Long ago in a hospital far, far away....
It was 1989. I was preparing to enter a hospital room, to support and care for the family of a young man who had died. The parents were at the bedside, focused on their child. The nurse stopped me at the door, clearly agitated. “Be careful not to touch him,” she said. “He has AIDS.”
I knew what he had, of course - would have known as soon as I saw him even if no one had told me. The purple lesions of Kaposi’s sarcoma were clear and plentiful on his skin. I touched both parents to comfort them; and then I placed my bare hand on the young man’s forehead to bless him and commend him to God.
I think of that story frequently enough, and regularly under some circumstances. One of those regular times is my annual visit to Employee Health.
The visit itself is simple enough, and simpler than it used to be. It once meant the annual tuberculosis (TB) test, the small, inordinately painful injection just under the surface of skin. Now that annual testing is no longer recommended (new associates are still tested – indeed, tested twice – but the annual test is no longer recommended), it’s a simple questionnaire to be sure I haven’t been exposed to anyone with TB, whether by patient contact or foreign travel. And there is, of course, the annual “fit test.”
Or at least there is for most people. For most people there is a check to see that an appropriate mask will fit securely over nose and mouth and around the chin, again to protect against TB and other illnesses, like flu, that can spread by spraying droplets from coughing or sneezing. For me, the Employee Health nurse and I simply laugh. Why? Take a look at my picture. The beard prevents any form-fitting mask from sealing completely. I have been tested at times over the past twenty years or so, and the results have always been the same. “Can you smell the test sample?” Yes, of course. Yes, always. I don’t even have that sensitive a sense of smell, but I always smell the test sample. So, there’s no point in the annual review in me actually putting on the mask to see.
There is an alternative. Every few years they come up with an improved sort of mask, and for a while each is suggested as the appropriate choice for someone like me. Now the appropriate choice is, in its way, the definitive answer. It’s a device with a full hood. The hood is attached to a pump and a filter to provide air. The pump and filter fit on a belt, and are about the size of, if a little heavier than, a fanny pack. I had to participate in a class to learn to use the thing. The full hood and the filter should protect me from about anything that might be floating in the air around me and a patient.
And this is where I come back to the story of the patient so long ago, the young man who died of AIDS. By the time I walked into that room we had been living with AIDS as a society for nine years or so. I knew the history and the acronyms that had changed with each new piece of information: “the Haitian disease” and “GRID” and AIDS and HIV. I also knew how difficult it actually was to transmit, and the importance of good hand washing – something, sadly, the nurse in question had apparently forgotten.
I had also heard over those early years the sad stories of how fear had separated those living with AIDS from those who cared for them. “Will no one touch me? Why won’t they touch me?” I never wanted a patient to feel I wouldn’t touch, unless there were real risks. More to the point, I never wanted a patient to fear that since I might not want to touch it meant God did not want to touch. I continue to feel that concern; and so, while I wash my hands frequently and use alcohol-based sanitizer even more, I tend to do it as I leave the room, after I’ve touched the patient, and not before, as I enter. I do it before, certainly; but before I enter the room, outside the patient’s presence.

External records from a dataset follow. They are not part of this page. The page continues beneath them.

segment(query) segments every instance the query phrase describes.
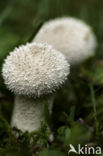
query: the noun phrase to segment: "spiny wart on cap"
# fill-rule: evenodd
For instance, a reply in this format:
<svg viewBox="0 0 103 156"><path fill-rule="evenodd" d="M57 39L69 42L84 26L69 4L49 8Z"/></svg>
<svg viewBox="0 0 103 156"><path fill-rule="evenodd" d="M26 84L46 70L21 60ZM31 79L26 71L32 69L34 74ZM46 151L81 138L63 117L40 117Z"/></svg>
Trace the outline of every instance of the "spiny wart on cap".
<svg viewBox="0 0 103 156"><path fill-rule="evenodd" d="M39 97L59 88L69 74L64 55L48 44L27 43L6 58L2 75L16 95Z"/></svg>
<svg viewBox="0 0 103 156"><path fill-rule="evenodd" d="M70 64L92 56L96 48L91 27L72 17L56 18L44 23L33 41L52 45L66 56Z"/></svg>

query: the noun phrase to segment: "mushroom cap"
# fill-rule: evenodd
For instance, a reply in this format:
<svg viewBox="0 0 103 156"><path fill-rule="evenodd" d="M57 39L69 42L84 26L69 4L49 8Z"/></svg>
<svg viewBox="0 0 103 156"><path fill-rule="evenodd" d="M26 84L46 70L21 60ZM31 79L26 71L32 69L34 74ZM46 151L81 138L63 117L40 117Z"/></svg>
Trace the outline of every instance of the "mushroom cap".
<svg viewBox="0 0 103 156"><path fill-rule="evenodd" d="M65 56L48 44L27 43L10 52L2 75L7 87L17 95L39 97L59 88L67 79Z"/></svg>
<svg viewBox="0 0 103 156"><path fill-rule="evenodd" d="M92 56L96 48L96 38L91 28L76 18L57 18L46 22L35 42L46 42L61 51L70 64L76 64Z"/></svg>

What, then, should I do about that hood? Notwithstanding my joke over the years about my beard as my own organic air filter, I know that a mask intended to fit only from nose to chin will never provide a complete seal or complete protection. On the other hand, being smaller and used more commonly by others caring for the patient, I think it separates me from the patient much less than what looks for all intents and purposes like part of a hazmat suit. Will the patient notice? Perhaps not; but it seems to me a mask suggests I know the person is ill, while the power-assisted hood suggests I think the patient is non-human.
So, so far I use the standard masks, knowing they’re not perfect. I wash my hands, and even gown and glove if necessary; because if I convey the wrong contaminant into or out of the room I put at risk more people than just me. But I do my best to set as few barriers between me and the patient as are necessary for safety and dignity. It might not be a concern of any given patient; but I don’t want a patient to think I won’t touch because I am afraid. And I don’t want a patient to think that I won’t touch because I think God won’t touch.